MP York: Land protection for locals must not mean a free pass for foreign investors

Tribune Editorial Staff
February 14, 2026

GREAT BAY--Member of Parliament Darryl York used the Central Committee discussion on the proposed repeal of the land tax and inheritance tax to underscore a point he said must not be misunderstood: his questions on the subject was not a call to impose land tax on local families, but a call to ensure foreign investors contribute fairly to St. Maarten when they acquire property and profit from the island’s economy.

Additionally, his questions to Minister of Finance Marinka Gumbs were not intended as obstruction, but as a consistent call for data, direction, and a policy framework that protects local ownership while requiring foreign investors to “pay their due” through appropriate mechanisms. The MP recognized that his comments and questioning approach could be misconstrued.

In other words, he supports removing taxes that could pressure local families off their land, but in doing so, he wants government to make sure investors who buy and profit on St. Maarten still pay a fair share.

During the meeting, MP York acknowledged the Minister of Finance’s consistency in bringing forward legislation to abolish both taxes and stated he did not expect significant opposition to the overall direction. He said the issue is not whether St. Maarten should protect local landownership, but whether government is simultaneously using every available policy tool to avoid a one-sided outcome where investors benefit while the country receives too little in return.

“People come to St. Maarten, investors come to St. Maarten and they benefit,” York said, adding that “the benefit does not go both ways.” He argued that if St. Maarten removes certain instruments from its tax framework, the country must be equally serious about designing other revenue and policy measures that ensure those who come to invest still “contribute to St. Maarten.”

York emphasized that his concern centers on foreign investment, not local landholders, particularly families who are land rich but cash poor and already carry the weight of historical and legal complexities surrounding succession property. He said St. Maarten should not treat itself as if it is competing for investor attention from a position of weakness, noting that the island’s strategic value and demand from investors give policymakers room to require fair contributions rather than offering concessions by default.

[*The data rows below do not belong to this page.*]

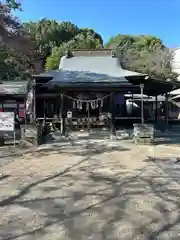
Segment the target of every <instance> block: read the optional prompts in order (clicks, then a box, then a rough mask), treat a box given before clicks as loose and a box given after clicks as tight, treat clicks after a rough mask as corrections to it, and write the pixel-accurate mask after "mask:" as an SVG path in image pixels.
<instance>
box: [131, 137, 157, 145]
mask: <svg viewBox="0 0 180 240" xmlns="http://www.w3.org/2000/svg"><path fill="white" fill-rule="evenodd" d="M133 142H134V143H135V144H142V145H152V144H153V145H154V144H155V140H154V138H133Z"/></svg>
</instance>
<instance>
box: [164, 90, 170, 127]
mask: <svg viewBox="0 0 180 240" xmlns="http://www.w3.org/2000/svg"><path fill="white" fill-rule="evenodd" d="M165 97H166V100H165V119H166V127H167V128H168V124H169V102H168V94H167V93H166V95H165Z"/></svg>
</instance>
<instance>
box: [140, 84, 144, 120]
mask: <svg viewBox="0 0 180 240" xmlns="http://www.w3.org/2000/svg"><path fill="white" fill-rule="evenodd" d="M140 89H141V124H144V99H143V94H144V84H140Z"/></svg>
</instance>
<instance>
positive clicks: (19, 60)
mask: <svg viewBox="0 0 180 240" xmlns="http://www.w3.org/2000/svg"><path fill="white" fill-rule="evenodd" d="M0 7H1V12H0V32H1V42H0V67H1V73H0V77H1V79H14V78H17V77H18V78H19V77H21V78H26V77H29V74H30V73H31V72H34V71H35V67H34V65H33V63H34V59H37V57H39V56H40V54H39V53H41V54H42V55H43V56H44V58H45V60H46V63H45V69H46V71H48V70H51V69H57V68H58V66H59V62H60V58H61V57H62V56H63V55H65V53H66V51H67V50H72V49H99V48H103V47H105V48H111V49H116V55H117V57H118V59H119V62H120V64H121V65H122V67H123V68H125V69H127V70H131V71H136V72H140V73H147V74H149V75H156V76H158V77H161V78H164V79H167V78H171V79H175V78H176V75H175V74H172V73H171V67H170V57H169V49H167V48H166V47H165V46H164V44H163V43H162V41H161V40H160V39H159V38H157V37H154V36H150V35H139V36H133V35H120V34H119V35H117V36H114V37H111V38H110V40H109V42H108V43H107V44H105V46H103V40H102V37H101V36H100V35H99V34H98V33H96V32H95V31H94V30H93V29H90V28H79V27H78V26H77V25H75V24H73V23H71V22H70V21H63V22H58V21H55V20H48V19H42V20H40V21H38V22H26V23H23V24H21V23H20V22H19V21H18V20H17V19H16V18H15V17H14V16H13V15H12V10H16V9H20V7H21V5H20V4H19V3H18V2H17V1H16V0H6V1H5V3H4V4H3V3H2V1H0ZM2 69H3V70H2Z"/></svg>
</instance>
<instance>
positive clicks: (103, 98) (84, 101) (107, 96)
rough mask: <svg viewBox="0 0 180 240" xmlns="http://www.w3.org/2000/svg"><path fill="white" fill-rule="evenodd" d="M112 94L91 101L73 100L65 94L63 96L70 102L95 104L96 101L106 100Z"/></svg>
mask: <svg viewBox="0 0 180 240" xmlns="http://www.w3.org/2000/svg"><path fill="white" fill-rule="evenodd" d="M112 94H113V93H110V94H107V95H105V96H103V97H102V98H96V99H92V100H85V99H78V98H73V97H71V96H68V95H66V94H64V96H65V97H67V98H68V99H71V100H72V101H76V102H81V103H91V102H96V101H103V100H104V99H106V98H108V97H109V96H111V95H112Z"/></svg>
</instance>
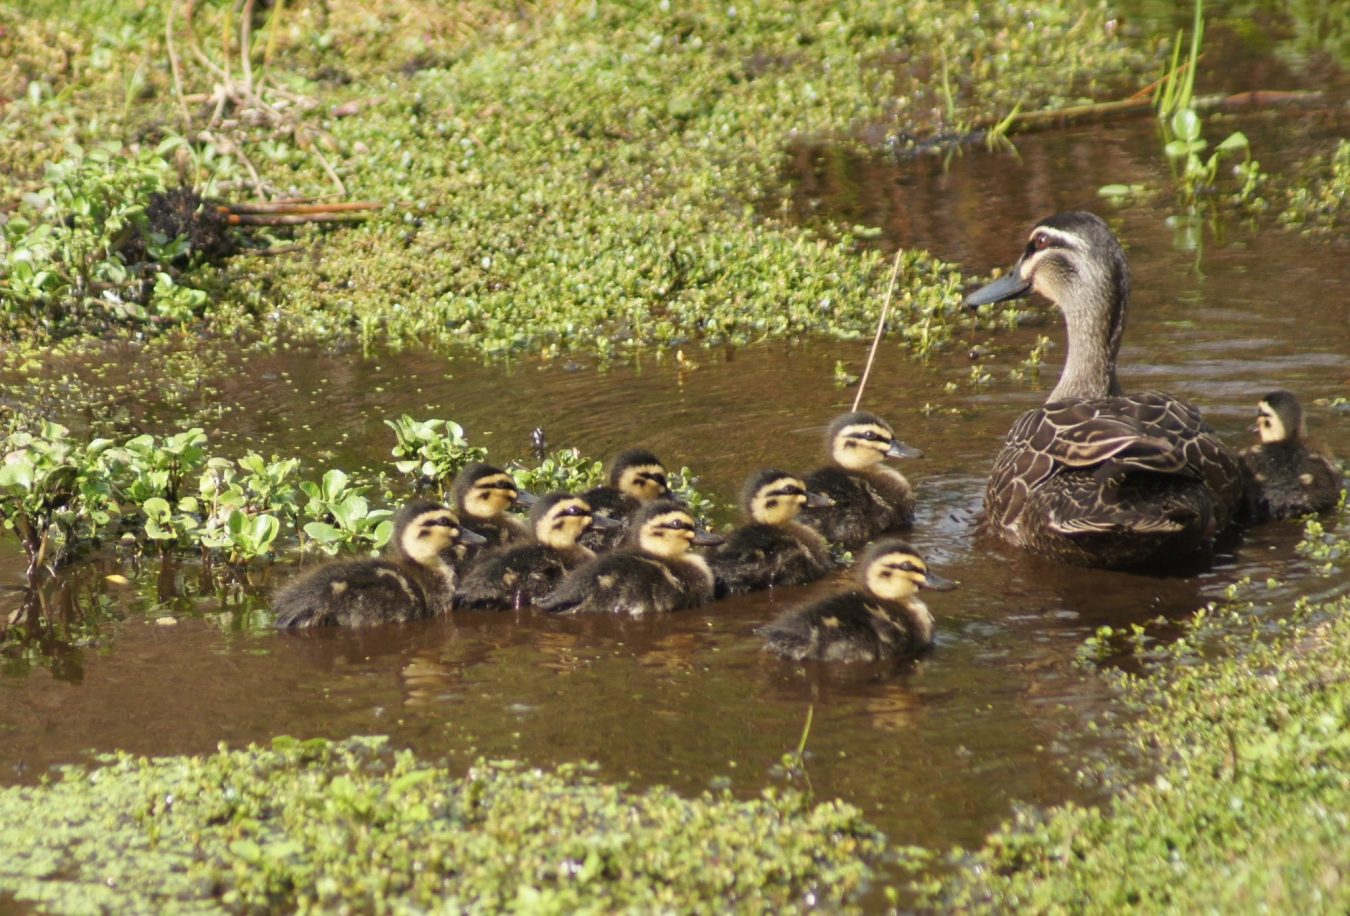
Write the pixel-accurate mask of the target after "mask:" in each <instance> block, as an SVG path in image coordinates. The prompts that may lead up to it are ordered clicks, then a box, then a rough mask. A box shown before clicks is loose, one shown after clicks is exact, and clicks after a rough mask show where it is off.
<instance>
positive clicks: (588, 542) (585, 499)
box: [582, 448, 671, 553]
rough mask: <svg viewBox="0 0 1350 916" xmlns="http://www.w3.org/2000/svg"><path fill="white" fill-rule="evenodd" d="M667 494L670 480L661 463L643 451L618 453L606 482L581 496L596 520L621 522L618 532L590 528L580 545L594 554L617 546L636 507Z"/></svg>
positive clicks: (661, 497)
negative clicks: (595, 517) (586, 546)
mask: <svg viewBox="0 0 1350 916" xmlns="http://www.w3.org/2000/svg"><path fill="white" fill-rule="evenodd" d="M670 495H671V488H670V480H668V479H667V475H666V465H664V464H661V460H660V459H659V457H656V456H655V455H652V453H651V452H648V451H647V449H645V448H630V449H628V451H626V452H620V453H618V455H617V456H616V457H614V463H613V464H610V467H609V483H607V484H605V486H602V487H593V488H591V490H587V491H586V492H583V494H582V499H585V500H586V502H587V503H589V505H590V507H591V511H594V513H595V517H597V518H613V519H616V521H620V522H625V526H624V527H620V529H601V527H598V526H597V527H593V529H591V530H590V532H587V533H586V536H585V537H582V544H585V545H586V546H589V548H590V549H591V550H595V552H597V553H602V552H605V550H609V549H612V548H616V546H618V545H620V544H621V542H622V541H624V540H625V536H626V533H628V529H626V521H628V518H629V517H630V515H632V514H633V513H636V511H637V510H639V509H640V507H643V506H645V505H647V503H651V502H655V500H657V499H666V498H668V496H670Z"/></svg>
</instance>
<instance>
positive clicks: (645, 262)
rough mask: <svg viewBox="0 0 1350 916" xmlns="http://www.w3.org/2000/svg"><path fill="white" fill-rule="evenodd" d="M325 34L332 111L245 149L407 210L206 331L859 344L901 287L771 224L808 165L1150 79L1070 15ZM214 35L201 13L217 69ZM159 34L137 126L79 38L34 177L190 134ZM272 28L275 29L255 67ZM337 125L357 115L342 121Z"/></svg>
mask: <svg viewBox="0 0 1350 916" xmlns="http://www.w3.org/2000/svg"><path fill="white" fill-rule="evenodd" d="M331 5H332V7H333V12H331V13H323V11H321V9H320V7H317V5H316V7H311V5H308V4H300V5H296V7H292V5H289V4H288V7H286V15H285V19H284V20H282V22H281V23H279V24H278V26H277V27H275V35H277V42H275V49H274V50H275V59H274V61H273V63H271V65H270V69H269V73H270V74H273V77H271V78H273V80H275V81H278V82H281V84H284V85H286V86H288V90H289V92H292V93H300V94H302V96H304V97H305V98H308V100H311V101H313V103H315V107H313V108H309V109H302V111H301V109H298V108H296V111H300V113H297V115H296V119H297V120H296V121H294V123H293V124H292V125H290V127H289V128H288V130H278V128H274V127H271V125H265V127H252V128H250V127H248V124H247V121H244V123H243V124H240V125H239V127H238V128H236V131H238V132H236V134H234V135H232V136H236V138H238V142H239V143H242V144H243V146H240V148H246V150H247V151H248V156H250V159H251V161H252V162H254V163H255V165H257V169H258V171H259V173H261V174H262V178H263V179H265V181H267V182H270V183H271V185H273V186H274V188H278V189H286V188H294V189H296V190H297V192H300V193H302V194H319V193H327V192H328V190H329V188H331V182H329V178H328V175H327V174H325V171H324V169H323V167H321V163H320V162H319V159H317V156H316V155H313V151H315V150H316V148H323V150H325V156H327V158H328V159H329V161H332V162H333V163H335V166H333V167H335V169H336V171H338V174H340V177H342V179H343V182H344V183H346V188H347V190H348V193H350V196H352V197H362V198H375V200H382V201H385V202H387V204H389V206H387V209H386V210H385V212H383V213H382V214H381V216H379V217H377V219H374V220H371V221H370V223H367V224H365V225H362V227H348V228H342V229H333V231H324V232H320V231H301V232H300V233H298V237H300V244H301V247H302V248H304V250H306V252H308V256H306V255H305V254H298V255H292V256H284V258H267V259H262V258H238V259H235V260H234V264H232V267H231V268H229V271H228V274H227V275H225V277H223V278H221V279H223V282H215V283H209V285H208V283H207V281H205V279H204V278H202V277H201V271H198V273H197V275H196V277H188V278H186V279H185V282H186V283H189V285H194V289H208V287H209V289H212V290H220V293H219V294H213V301H212V304H211V306H209V309H208V321H212V322H216V324H220V325H224V326H225V329H229V328H234V326H247V328H248V329H250V331H252V332H255V331H257V329H258V328H259V325H262V326H263V329H265V332H275V331H282V329H285V331H289V332H296V333H300V335H304V336H311V337H350V336H365V337H377V336H383V337H387V339H391V340H394V341H400V340H404V341H409V340H416V341H420V343H432V344H439V345H452V344H456V343H463V344H467V345H470V347H472V348H477V349H481V351H485V352H489V353H498V355H504V353H512V352H516V351H522V349H535V351H544V352H545V353H548V352H558V351H574V349H589V351H594V352H597V353H598V355H601V356H612V355H616V353H622V352H624V351H625V349H629V348H634V347H644V345H656V347H664V345H678V344H680V343H682V341H686V340H694V339H697V340H703V341H709V343H721V341H733V343H744V341H749V340H756V339H763V337H784V336H792V335H802V333H823V335H834V336H844V337H852V336H857V335H863V333H867V332H868V331H869V329H871V328H872V325H873V322H875V320H876V314H877V310H879V308H880V299H882V291H883V289H884V281H886V271H884V268H883V267H882V266H880V264H879V260H877V258H876V256H875V255H863V256H859V255H857V254H856V251H855V246H853V239H852V237H850V236H849V235H848V232H846V231H842V229H840V231H838V232H834V231H833V229H829V228H828V229H829V237H817V236H815V235H813V233H811V231H807V229H802V228H796V227H792V225H788V224H786V223H784V221H782V220H779V219H778V216H776V208H778V202H780V200H782V194H783V192H782V189H780V178H779V169H780V166H782V162H783V156H784V152H783V151H784V148H786V144H787V143H788V142H790V140H791V139H794V138H798V139H799V138H822V139H838V140H841V142H850V140H849V139H848V138H849V136H853V135H856V134H857V132H860V131H865V132H867V134H868V135H871V136H884V138H888V139H887V140H886V142H887V143H888V144H890V146H892V147H904V146H906V144H909V143H911V142H914V140H915V139H925V138H933V136H956V135H960V134H961V132H964V130H965V128H967V125H969V124H971V123H973V121H975V120H976V119H979V117H985V116H990V115H992V113H995V112H1006V111H1008V109H1011V108H1012V105H1015V104H1017V103H1019V101H1021V103H1022V104H1023V108H1033V107H1041V105H1050V104H1058V103H1064V101H1068V100H1071V98H1076V97H1079V96H1081V94H1093V93H1096V92H1100V90H1102V81H1103V80H1112V81H1119V80H1122V78H1125V77H1127V76H1134V74H1137V73H1139V70H1141V63H1142V61H1141V55H1138V54H1137V53H1134V51H1130V50H1127V49H1126V47H1123V46H1122V45H1120V43H1119V42H1118V40H1116V39H1115V38H1114V36H1112V32H1111V31H1110V30H1107V28H1104V23H1106V19H1107V12H1106V7H1104V5H1100V4H1095V5H1091V7H1089V8H1087V9H1085V11H1084V9H1081V8H1080V4H1073V3H1068V1H1066V0H1056V1H1050V3H1034V4H1030V3H1026V4H1022V3H1014V4H1000V5H996V7H994V8H990V9H981V11H980V13H979V15H976V12H975V9H973V7H969V5H952V4H940V3H929V1H925V3H909V4H894V3H875V1H864V0H855V1H853V3H848V4H837V3H825V1H823V0H819V1H813V3H794V1H788V0H775V1H774V3H760V4H748V5H736V7H730V5H728V4H724V3H711V1H698V3H680V4H663V3H643V4H633V5H617V4H597V5H580V7H574V5H571V4H556V5H553V4H540V5H539V7H535V8H533V9H532V11H531V12H529V13H528V15H525V16H518V15H513V13H510V12H502V9H508V11H509V9H510V8H512V7H513V5H514V4H510V5H508V4H502V7H501V8H498V7H497V5H495V4H481V5H472V7H470V8H468V9H467V12H464V13H455V15H448V13H444V12H441V11H440V9H439V7H431V5H428V4H417V3H405V4H401V7H402V8H404V11H405V12H408V13H409V18H408V22H409V23H416V24H417V28H413V27H412V26H402V27H400V26H397V24H394V18H391V16H383V15H382V13H365V18H363V16H362V15H358V13H356V12H354V9H352V8H351V7H350V5H348V4H343V3H338V4H331ZM43 11H45V7H43V5H42V4H39V8H38V11H36V12H35V13H34V15H35V16H36V18H38V19H39V26H28V27H27V28H26V32H24V34H34V35H38V36H42V35H50V34H53V32H55V34H59V35H63V32H61V31H59V30H58V28H57V27H55V26H49V27H47V28H46V31H43V28H42V26H41V22H42V16H43V15H46V16H49V18H50V16H51V13H50V12H46V13H45V12H43ZM161 15H162V13H161ZM212 15H213V13H212V12H211V11H209V9H198V11H197V16H198V27H197V31H198V36H200V39H201V42H204V43H205V45H207V49H208V51H212V50H216V49H212V46H211V40H212V38H211V36H212V35H216V34H219V30H216V31H213V30H215V27H216V24H217V23H216V22H215V20H213V19H212V18H211V16H212ZM424 16H425V19H424ZM456 16H462V18H456ZM155 18H157V16H155V13H154V12H153V11H143V15H140V16H139V18H132V19H131V20H130V22H132V23H134V24H132V26H131V28H135V30H139V31H136V35H138V36H139V40H140V45H139V46H138V45H136V42H135V40H127V39H124V38H123V39H119V40H121V43H123V45H126V46H127V49H126V50H127V54H126V55H123V58H119V59H126V61H127V65H130V62H131V59H136V61H140V63H143V65H144V67H143V74H144V76H143V78H142V82H140V84H138V85H139V88H138V90H136V93H135V94H134V96H132V103H131V104H127V105H117V104H111V100H112V98H115V97H116V92H115V90H117V88H119V86H121V90H126V85H123V84H124V82H126V81H127V80H130V77H128V76H127V74H126V66H123V67H121V69H113V67H112V65H108V66H107V67H104V69H99V67H97V66H94V61H96V59H99V61H101V59H104V58H105V57H107V54H104V53H103V51H100V50H99V49H101V47H104V46H107V45H108V42H112V38H109V36H107V35H104V34H103V32H100V31H97V30H96V32H94V35H96V36H94V38H92V39H76V38H62V40H66V42H68V43H69V45H70V46H72V61H73V63H72V65H70V66H69V67H66V70H65V73H68V74H69V76H68V82H66V84H63V88H57V86H53V89H51V90H53V93H54V94H51V96H50V97H49V96H47V94H45V90H43V92H39V97H38V98H36V100H35V101H31V103H30V101H16V103H15V105H14V107H12V112H11V116H9V117H8V119H7V120H5V123H4V130H3V131H0V139H5V140H7V142H14V143H16V144H19V146H23V147H24V148H28V150H31V152H32V155H35V156H38V158H41V155H42V154H41V151H39V150H38V148H36V146H35V144H36V143H50V142H51V140H58V142H61V140H85V139H89V138H86V136H85V135H88V134H94V132H97V134H99V135H100V136H103V138H105V136H108V135H115V136H121V138H123V139H124V140H126V142H128V143H135V142H138V140H136V138H140V136H151V138H154V136H159V135H162V134H163V131H165V130H166V127H167V125H171V124H174V123H175V120H177V117H178V116H177V107H175V103H174V94H173V90H171V84H170V81H169V80H167V78H166V66H165V54H163V50H162V47H161V46H159V43H161V42H162V39H161V34H162V31H163V30H162V22H161V23H157V22H154V20H155ZM479 22H481V23H483V27H482V31H481V32H475V31H474V28H471V27H466V26H464V23H468V24H470V26H472V24H475V23H479ZM427 23H432V24H431V26H427V27H424V26H425V24H427ZM358 24H362V26H363V27H365V31H362V28H359V27H358ZM270 28H271V27H270V26H267V24H266V23H259V24H258V39H257V40H258V42H259V43H263V42H270V40H271V34H270V32H269V30H270ZM428 34H431V35H435V36H436V38H435V39H433V40H431V42H428V40H425V35H428ZM119 35H120V34H119ZM128 55H130V57H128ZM184 57H185V63H184V67H185V70H184V71H185V81H186V82H188V89H189V90H198V92H207V90H209V88H211V82H212V80H213V78H215V77H212V76H211V74H208V73H205V71H202V70H201V69H200V67H198V66H197V65H196V63H194V62H193V59H192V57H190V55H188V54H186V53H184ZM428 65H431V66H428ZM942 67H946V73H948V78H946V80H945V81H938V80H936V78H934V74H936V73H938V71H940V70H941V69H942ZM339 71H340V73H339ZM325 74H327V76H325ZM339 77H340V78H339ZM937 85H945V86H946V89H945V90H942V92H940V90H938V89H936V88H934V86H937ZM58 100H65V104H61V103H59V101H58ZM93 100H101V101H103V103H104V105H105V108H104V115H103V120H100V121H99V123H97V125H96V127H90V125H89V124H88V123H85V121H82V120H81V119H78V117H68V116H66V115H65V113H63V112H68V109H74V111H78V109H80V108H81V105H84V104H89V103H92V101H93ZM343 103H352V104H354V107H352V108H351V109H348V111H355V113H351V115H348V116H343V117H338V116H336V115H335V113H333V112H335V108H336V107H338V105H339V104H343ZM58 112H61V113H59V115H58ZM297 124H298V127H297ZM174 130H175V128H174ZM304 138H309V139H308V140H306V139H304ZM0 146H3V144H0ZM22 158H23V156H22V155H19V154H15V161H18V159H22ZM14 167H15V169H16V170H18V165H15V166H14ZM197 173H201V174H200V175H198V178H200V177H204V175H211V177H213V178H215V179H217V181H224V182H225V183H229V182H234V185H235V188H236V189H238V190H236V192H235V193H236V194H238V196H247V194H248V190H247V185H248V181H247V178H248V175H247V174H246V170H244V169H243V167H242V166H240V161H239V158H238V156H235V155H234V154H232V152H231V151H229V150H228V148H224V147H221V144H215V146H212V147H209V148H204V150H201V151H200V154H198V162H197ZM958 286H960V278H958V274H957V271H956V270H953V268H950V267H948V266H945V264H941V263H938V262H936V260H934V259H931V258H929V256H927V255H925V254H922V252H909V254H907V270H906V274H904V281H903V283H902V286H900V289H899V291H898V298H899V304H900V308H899V310H898V316H896V320H895V324H896V328H903V329H904V339H906V340H907V341H909V343H911V345H913V347H914V348H915V349H917V351H919V352H927V349H930V348H933V347H940V345H941V344H942V343H944V341H945V339H948V337H949V335H950V328H952V326H953V325H960V324H961V322H968V321H971V320H969V318H967V317H964V316H961V314H960V299H958Z"/></svg>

He further stated that he supports open dialogue on how to structure that contribution fairly and effectively, including looking at whether alternatives to a broad land tax could better achieve the country’s goals. His central request, repeated several times in the meeting, was for clarity: what is the government’s long-term tax reform vision, what is the target outcome, and which options have been evaluated to ensure that policy changes strengthen St. Maarten’s fiscal resilience instead of narrowing the state’s tools without replacement.

York also raised the importance of transparency in decision-making as the draft law advances, stressing that Parliament and the public should be able to understand the “vision” and “goal” guiding tax reform, including how St. Maarten intends to balance competitiveness with fairness and ensure that economic gains do not flow outward without adequate return.